Set *Enabled = true and *Weight = 0.8 after construction, or use literal addresses if you prefer.

Stored on ToolSpec.Preference — the tool declares its own affordances; the selector consumes them.

tools.DescriptionStore lets an admin or application layer replace a tool’s description at runtime without code changes. The store is versioned: when descriptions change, a bumper invalidates downstream caches (rendered prompts, embedding indices). MemoryDescriptionStore is the in-memory default; persistent stores back it with SQLite.

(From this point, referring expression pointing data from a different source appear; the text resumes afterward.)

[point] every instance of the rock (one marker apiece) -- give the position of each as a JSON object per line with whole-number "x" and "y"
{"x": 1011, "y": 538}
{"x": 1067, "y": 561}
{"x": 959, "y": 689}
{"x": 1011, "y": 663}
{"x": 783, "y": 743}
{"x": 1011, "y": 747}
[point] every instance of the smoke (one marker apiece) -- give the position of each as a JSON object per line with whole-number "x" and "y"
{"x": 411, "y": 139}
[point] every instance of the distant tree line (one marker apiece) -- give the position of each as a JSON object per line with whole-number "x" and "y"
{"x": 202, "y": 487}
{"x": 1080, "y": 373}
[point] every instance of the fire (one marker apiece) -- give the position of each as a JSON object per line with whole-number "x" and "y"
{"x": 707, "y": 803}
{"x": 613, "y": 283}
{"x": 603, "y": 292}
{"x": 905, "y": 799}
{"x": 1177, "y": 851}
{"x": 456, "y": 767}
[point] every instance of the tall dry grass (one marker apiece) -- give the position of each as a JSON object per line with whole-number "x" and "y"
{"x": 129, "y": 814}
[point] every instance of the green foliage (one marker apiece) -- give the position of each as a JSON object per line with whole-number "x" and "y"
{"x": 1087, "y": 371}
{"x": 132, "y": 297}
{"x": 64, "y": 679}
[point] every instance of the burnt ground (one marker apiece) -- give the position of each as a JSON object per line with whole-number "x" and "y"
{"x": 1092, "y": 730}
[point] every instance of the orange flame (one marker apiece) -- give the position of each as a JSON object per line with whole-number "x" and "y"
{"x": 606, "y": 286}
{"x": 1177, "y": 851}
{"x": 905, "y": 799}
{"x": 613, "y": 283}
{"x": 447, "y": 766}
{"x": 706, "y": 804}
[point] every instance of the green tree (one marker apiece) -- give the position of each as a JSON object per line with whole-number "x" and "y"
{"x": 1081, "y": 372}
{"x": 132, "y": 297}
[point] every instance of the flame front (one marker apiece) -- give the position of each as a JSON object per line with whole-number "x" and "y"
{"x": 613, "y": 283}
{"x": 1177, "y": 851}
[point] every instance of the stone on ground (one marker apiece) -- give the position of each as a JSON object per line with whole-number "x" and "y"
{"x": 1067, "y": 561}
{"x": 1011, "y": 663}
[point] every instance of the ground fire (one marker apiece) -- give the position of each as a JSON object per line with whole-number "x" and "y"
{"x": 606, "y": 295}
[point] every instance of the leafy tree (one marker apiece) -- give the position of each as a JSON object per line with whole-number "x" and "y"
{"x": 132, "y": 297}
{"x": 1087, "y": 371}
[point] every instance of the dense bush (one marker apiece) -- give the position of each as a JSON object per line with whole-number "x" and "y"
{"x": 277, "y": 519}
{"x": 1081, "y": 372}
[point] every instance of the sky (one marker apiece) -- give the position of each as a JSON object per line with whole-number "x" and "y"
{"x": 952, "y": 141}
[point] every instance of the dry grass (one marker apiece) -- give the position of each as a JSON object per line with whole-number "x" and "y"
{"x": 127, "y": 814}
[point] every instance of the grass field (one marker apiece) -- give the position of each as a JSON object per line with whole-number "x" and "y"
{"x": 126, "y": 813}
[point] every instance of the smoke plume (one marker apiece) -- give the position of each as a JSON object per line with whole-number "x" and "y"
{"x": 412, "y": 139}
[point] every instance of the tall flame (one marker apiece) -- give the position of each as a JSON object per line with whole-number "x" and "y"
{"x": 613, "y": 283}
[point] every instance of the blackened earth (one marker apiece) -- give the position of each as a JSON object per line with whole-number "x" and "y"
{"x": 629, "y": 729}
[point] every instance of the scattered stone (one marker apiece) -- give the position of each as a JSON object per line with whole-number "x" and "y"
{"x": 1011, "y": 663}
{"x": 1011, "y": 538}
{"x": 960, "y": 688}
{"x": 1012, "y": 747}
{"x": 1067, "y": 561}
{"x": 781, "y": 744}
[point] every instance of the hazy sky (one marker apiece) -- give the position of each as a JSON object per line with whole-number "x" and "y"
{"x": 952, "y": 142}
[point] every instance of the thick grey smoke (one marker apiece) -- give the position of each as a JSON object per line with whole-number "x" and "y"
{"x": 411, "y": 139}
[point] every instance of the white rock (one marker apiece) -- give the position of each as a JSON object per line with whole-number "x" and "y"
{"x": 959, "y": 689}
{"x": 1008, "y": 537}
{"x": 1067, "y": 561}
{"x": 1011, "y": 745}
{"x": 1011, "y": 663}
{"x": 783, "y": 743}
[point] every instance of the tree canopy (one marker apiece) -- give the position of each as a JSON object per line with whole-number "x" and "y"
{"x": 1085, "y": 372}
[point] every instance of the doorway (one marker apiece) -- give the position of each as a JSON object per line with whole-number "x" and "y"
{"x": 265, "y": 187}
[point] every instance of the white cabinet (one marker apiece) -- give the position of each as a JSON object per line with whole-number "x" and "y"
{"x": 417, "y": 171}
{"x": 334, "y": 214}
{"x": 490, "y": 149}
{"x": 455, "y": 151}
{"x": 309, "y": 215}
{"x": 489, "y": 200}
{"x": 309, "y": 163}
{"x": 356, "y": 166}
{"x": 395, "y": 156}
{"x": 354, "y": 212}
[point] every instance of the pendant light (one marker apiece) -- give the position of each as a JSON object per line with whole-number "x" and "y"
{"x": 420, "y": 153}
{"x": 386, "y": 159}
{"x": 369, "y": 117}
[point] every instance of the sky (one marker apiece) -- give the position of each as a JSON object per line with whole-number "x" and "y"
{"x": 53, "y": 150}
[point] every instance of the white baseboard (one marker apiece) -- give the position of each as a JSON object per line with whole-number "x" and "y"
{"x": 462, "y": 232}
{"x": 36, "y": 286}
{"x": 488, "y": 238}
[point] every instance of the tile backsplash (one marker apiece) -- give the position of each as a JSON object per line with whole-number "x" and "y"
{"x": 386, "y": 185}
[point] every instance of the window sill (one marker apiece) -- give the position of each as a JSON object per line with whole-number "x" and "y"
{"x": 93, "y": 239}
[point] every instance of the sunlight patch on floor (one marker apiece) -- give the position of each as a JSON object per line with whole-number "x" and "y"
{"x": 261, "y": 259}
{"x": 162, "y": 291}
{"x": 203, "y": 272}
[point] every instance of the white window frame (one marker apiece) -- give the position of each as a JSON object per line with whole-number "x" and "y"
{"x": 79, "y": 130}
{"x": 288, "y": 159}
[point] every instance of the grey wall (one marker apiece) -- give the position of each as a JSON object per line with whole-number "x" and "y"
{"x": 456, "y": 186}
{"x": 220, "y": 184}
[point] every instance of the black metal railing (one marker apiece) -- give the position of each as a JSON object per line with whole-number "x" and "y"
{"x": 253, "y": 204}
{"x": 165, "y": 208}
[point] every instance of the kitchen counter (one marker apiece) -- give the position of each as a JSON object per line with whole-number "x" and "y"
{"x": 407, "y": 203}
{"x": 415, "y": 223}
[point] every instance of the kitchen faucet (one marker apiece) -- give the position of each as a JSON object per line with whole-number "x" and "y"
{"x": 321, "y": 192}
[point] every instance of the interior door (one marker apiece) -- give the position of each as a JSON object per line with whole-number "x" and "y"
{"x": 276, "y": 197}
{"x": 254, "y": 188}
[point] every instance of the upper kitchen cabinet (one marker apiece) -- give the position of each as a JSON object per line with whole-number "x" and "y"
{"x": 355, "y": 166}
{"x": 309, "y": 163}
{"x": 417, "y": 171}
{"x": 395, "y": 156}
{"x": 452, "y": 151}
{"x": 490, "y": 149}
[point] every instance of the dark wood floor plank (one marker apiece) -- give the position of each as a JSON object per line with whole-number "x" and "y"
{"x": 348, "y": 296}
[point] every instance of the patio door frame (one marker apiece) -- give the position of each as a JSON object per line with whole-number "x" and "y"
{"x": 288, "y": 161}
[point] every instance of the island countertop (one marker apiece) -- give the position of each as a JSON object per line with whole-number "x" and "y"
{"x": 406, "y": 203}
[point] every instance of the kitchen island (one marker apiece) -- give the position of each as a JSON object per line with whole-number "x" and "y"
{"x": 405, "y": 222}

The agent can extend its own tool surface at runtime. Three tools in zkit/ai/tools/dynamic make this possible:

  • new_tool — scaffold, compile, and register a Go tool from typed pieces (name, description, args fields, handler body). One call; the template + build + registration pipeline runs automatically.
  • unregister_tool — remove a dynamic tool from the registry.
  • mcp_connect / mcp_disconnect / mcp_list — connect to Model Context Protocol servers over stdio or HTTP, discover their tools, and register them prefixed by connection name. MCP-pushed notifications flow into the runner’s steer queue as untrusted data.

All dynamic tools register under the "dynamic" provider tag. The Registrar wires a persistent Catalog (write-through over SQLite) to the live Registry — tools survive restarts, and reconnection re-registers them.